Wiki / Runtime

Quantization for Home Inference

Quantization shrinks a model's weights from 16-bit floats to lower-precision integers, cutting memory footprint several-fold so large models fit on consumer hardware. 4-bit is the workhorse precision for sovereign home setups.

What quantization does

A model ships its weights as numbers. By default those numbers are 16-bit floating point (FP16/BF16), so a 7-billion-parameter model needs roughly 14 GB just to hold the weights, and a 27B needs over 50 GB. Quantization rewrites those weights at lower numerical precision — most commonly 4-bit integers — so each weight occupies a quarter of the space.

The arithmetic is the whole reason home inference is viable.
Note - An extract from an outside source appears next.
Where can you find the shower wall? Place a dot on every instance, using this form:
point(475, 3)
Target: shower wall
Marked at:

A 27B model at FP16 will not fit comfortably on a consumer machine; the same 27B quantized to 4-bit drops to roughly 14–16 GB and sits resident on an M4 Max with headroom for the OS and surrounding services. Quantization is the lever that converts "datacenter model" into "runs on hardware you own."
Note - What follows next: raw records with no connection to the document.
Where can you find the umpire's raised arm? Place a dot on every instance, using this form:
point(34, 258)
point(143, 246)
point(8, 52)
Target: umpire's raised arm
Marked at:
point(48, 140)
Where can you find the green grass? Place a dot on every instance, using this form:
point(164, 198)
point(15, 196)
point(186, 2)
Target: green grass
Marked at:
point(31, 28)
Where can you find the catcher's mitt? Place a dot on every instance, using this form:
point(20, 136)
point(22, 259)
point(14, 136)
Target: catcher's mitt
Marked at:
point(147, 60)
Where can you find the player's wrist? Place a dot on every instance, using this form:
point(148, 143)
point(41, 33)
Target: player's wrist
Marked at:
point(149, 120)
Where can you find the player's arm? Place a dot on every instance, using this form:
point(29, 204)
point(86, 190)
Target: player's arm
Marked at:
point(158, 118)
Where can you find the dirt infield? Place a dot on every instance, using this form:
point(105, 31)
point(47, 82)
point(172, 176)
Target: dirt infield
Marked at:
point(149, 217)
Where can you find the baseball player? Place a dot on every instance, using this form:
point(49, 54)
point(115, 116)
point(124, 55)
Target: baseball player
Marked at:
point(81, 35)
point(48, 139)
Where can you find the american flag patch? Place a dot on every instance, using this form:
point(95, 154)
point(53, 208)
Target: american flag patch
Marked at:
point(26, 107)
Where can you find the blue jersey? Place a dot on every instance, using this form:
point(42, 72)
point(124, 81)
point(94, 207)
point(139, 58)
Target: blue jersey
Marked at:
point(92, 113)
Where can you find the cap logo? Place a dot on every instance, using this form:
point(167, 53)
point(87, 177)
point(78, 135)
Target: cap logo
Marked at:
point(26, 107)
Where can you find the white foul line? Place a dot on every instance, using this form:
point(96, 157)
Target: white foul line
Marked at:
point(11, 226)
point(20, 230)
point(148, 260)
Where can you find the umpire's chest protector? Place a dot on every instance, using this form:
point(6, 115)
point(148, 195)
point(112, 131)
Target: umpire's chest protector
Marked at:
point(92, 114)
Precision levels and the quality trade-off

Lower precision means a smaller, faster model but a small loss of fidelity, measured as a rise in perplexity. The practical ladder:

  • 8-bit (Q8): near-lossless, but roughly double the footprint of 4-bit — used when you have memory to spare and want maximum quality.
  • 4-bit (Q4): the workhorse. The sweet spot where the footprint drops 4× against FP16 while quality degradation stays small enough to be invisible on most everyday tasks. This is what most sovereign setups run.
  • 3-bit and below: noticeably degraded; reserved for squeezing oversized models onto undersized hardware, accepting real quality loss.
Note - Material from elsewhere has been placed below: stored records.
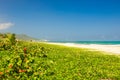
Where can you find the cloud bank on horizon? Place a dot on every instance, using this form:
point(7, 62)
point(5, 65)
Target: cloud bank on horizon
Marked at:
point(4, 26)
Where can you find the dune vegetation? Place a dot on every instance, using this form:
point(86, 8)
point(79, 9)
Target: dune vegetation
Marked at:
point(40, 61)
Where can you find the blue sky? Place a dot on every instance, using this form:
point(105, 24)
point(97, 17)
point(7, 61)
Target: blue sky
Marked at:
point(62, 19)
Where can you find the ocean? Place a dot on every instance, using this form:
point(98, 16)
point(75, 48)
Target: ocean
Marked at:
point(90, 42)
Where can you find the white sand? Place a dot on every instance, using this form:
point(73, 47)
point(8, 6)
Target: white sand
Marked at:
point(112, 49)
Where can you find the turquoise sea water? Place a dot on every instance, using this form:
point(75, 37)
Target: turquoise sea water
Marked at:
point(91, 42)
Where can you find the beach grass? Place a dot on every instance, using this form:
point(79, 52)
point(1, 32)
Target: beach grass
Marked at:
point(34, 61)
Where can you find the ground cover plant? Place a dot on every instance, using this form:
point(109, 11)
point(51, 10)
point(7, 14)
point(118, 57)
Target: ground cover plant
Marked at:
point(41, 61)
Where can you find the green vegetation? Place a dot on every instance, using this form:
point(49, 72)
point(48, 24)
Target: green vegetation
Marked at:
point(41, 61)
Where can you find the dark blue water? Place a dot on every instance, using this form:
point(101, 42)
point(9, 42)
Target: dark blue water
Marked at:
point(91, 42)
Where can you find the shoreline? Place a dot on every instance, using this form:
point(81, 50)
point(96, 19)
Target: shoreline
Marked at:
point(112, 49)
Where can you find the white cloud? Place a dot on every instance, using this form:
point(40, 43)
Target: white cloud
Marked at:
point(5, 25)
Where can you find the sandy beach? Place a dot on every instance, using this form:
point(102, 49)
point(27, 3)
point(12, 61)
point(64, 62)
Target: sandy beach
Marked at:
point(112, 49)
For a 4-bit checkpoint, K-quant variants (e.g. Q4_K_M) are preferred over the older flat Q4_0 — they allocate slightly more precision to the layers that matter most, recovering quality at almost no extra size.

Formats: GGUF and MLX

Two checkpoint ecosystems matter on a Mac:

  • GGUF is the format used by llama.cpp and LM Studio. A filename like Qwen2.5-VL-7B-Instruct-Q4_K_M.gguf encodes the model, the size, and the quantization scheme directly in the name. GGUF is the broadest ecosystem and the easiest to load through an LM Studio server.
  • MLX-quantized checkpoints are quantized specifically for Apple's MLX runtime and served via mlx-lm/mlx-vlm. These extract the most out of Apple Silicon's unified-memory path.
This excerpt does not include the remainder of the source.